Xu Qing menyadari bahwa wakil pemimpin puncak memberikannya kepadanya karena Ding Xue.
“Ini adalah sebuah bantuan. Aku harus membalas budi Ding Xue di masa depan.” Xu Qing teringat hal ini dan mengeluarkan kartu identitasnya untuk memeriksa misi di dalamnya.
Dia tidak berencana untuk segera pergi. Meskipun dia telah menghabiskan satu bulan dalam misi Pelindung Dao Ding Xue dan peringkatnya dalam perang telah turun kembali ke bawah 70, Xu Qing merasa bahwa tidak akan terlalu sulit untuk meningkatkannya.
Dia ingin masuk 50 besar dan mendapatkan hak untuk menggunakan proyeksi harta karun ajaib itu sekali saja.
Pada periode waktu berikutnya, Xu Qing sekali lagi membenamkan dirinya dalam misi. Setiap hari, dia sibuk dengan satu misi demi misi, membunuh Ras Mayat Laut dan memurnikan jiwa Mayat Laut. Sesekali, dia bahkan mengumpulkan hasil pertempuran dengan bayangan.
Lambat laun, peringkatnya mendekati 50 dan dia tidak jauh dari kesempatan untuk menggunakan proyeksi harta karun ajaib itu. Pada hari ini… Xu Qing, yang baru saja menyerahkan misi, hendak menerima misi selanjutnya ketika ekspresinya tiba-tiba berubah.

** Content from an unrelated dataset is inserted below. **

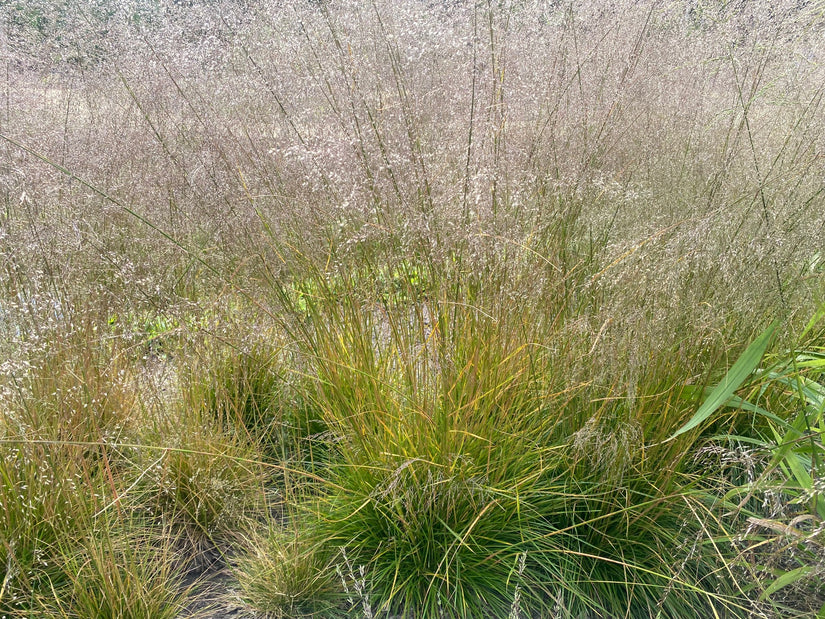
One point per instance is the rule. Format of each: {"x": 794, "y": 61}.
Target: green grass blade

Dia menundukkan kepala dan menatap kakinya.
Matanya berbinar dengan cahaya aneh saat dia menghilang dari lokasi asalnya. Setelah tiba di sudut terpencil, Xu Qing berbicara dengan tenang.
“Apa yang ingin kau katakan?” Baru saja, bayangan itu telah menyampaikan beberapa emosi kepadanya.
“Kemajuan… Ketenangan… Keamanan… Terobosan…” Bayangan itu berusaha sekuat tenaga untuk mengungkapkan dirinya.
Mata Xu Qing menyipit.
Dalam perang melawan Ras Mayat Laut ini, bayangan itu telah memberikan banyak bantuan. Sekarang setelah melahap begitu banyak anggota Ras Mayat Laut, akhirnya ia akan berhasil menerobos. Hal ini membuat Xu Qing dipenuhi dengan antisipasi.
Setelah ia membentuk api kehidupannya, bayangan dan leluhur Sekte Berlian jelas tidak bisa mengimbanginya. Namun, Xu Qing tetap waspada terhadap bayangan dan leluhur Sekte Berlian, terutama yang pertama.
Saat bayangan itu mengirimkan informasi bahwa ia akan menerobos, tongkat besi hitam di sampingnya sedikit bergetar. Leluhur Sekte Berlian di dalamnya juga dengan cepat mengirimkan indra ilahinya.
“Guru, saya hendak melaporkan kepada Anda bahwa saya… juga bisa menembus batas. Saya juga membutuhkan lingkungan yang tenang dan aman karena… teknik roh artefak yang saya kembangkan berbeda dari hal-hal biasa lainnya. Teknik ini akan menarik petir surgawi untuk membersihkan jiwa saya!!”
“Begitu aku berhasil menembus pertahanan, aku bisa mengeluarkan kekuatan tempur yang mirip dengan Bentuk Kecemerlangan Mistik!”
Kata-kata leluhur Sekte Berlian itu mengungkapkan tekad, tetapi hatinya dipenuhi kecemasan.
Pada kenyataannya, dia masih sedikit kurang untuk mencapai terobosan. Namun, dia tidak bisa menunggu lebih lama lagi. Dia merasa bahwa begitu bayangan itu berhasil menembus pertahanan terlebih dahulu, jika dia masih mempertahankan kondisinya saat ini, kehilangan statusnya adalah hal sekunder. Yang penting adalah dia mungkin dianggap tidak berguna.
Begitu ia dianggap tidak berguna, ia merasa ada kemungkinan besar bahwa suatu saat nanti ia akan dibuang sebagai umpan meriam…
Oleh karena itu, dia siap untuk mencobanya.
Xu Qing melirik tongkat besi hitam itu, lalu ke bayangan tersebut. Dia sudah mengambil keputusan.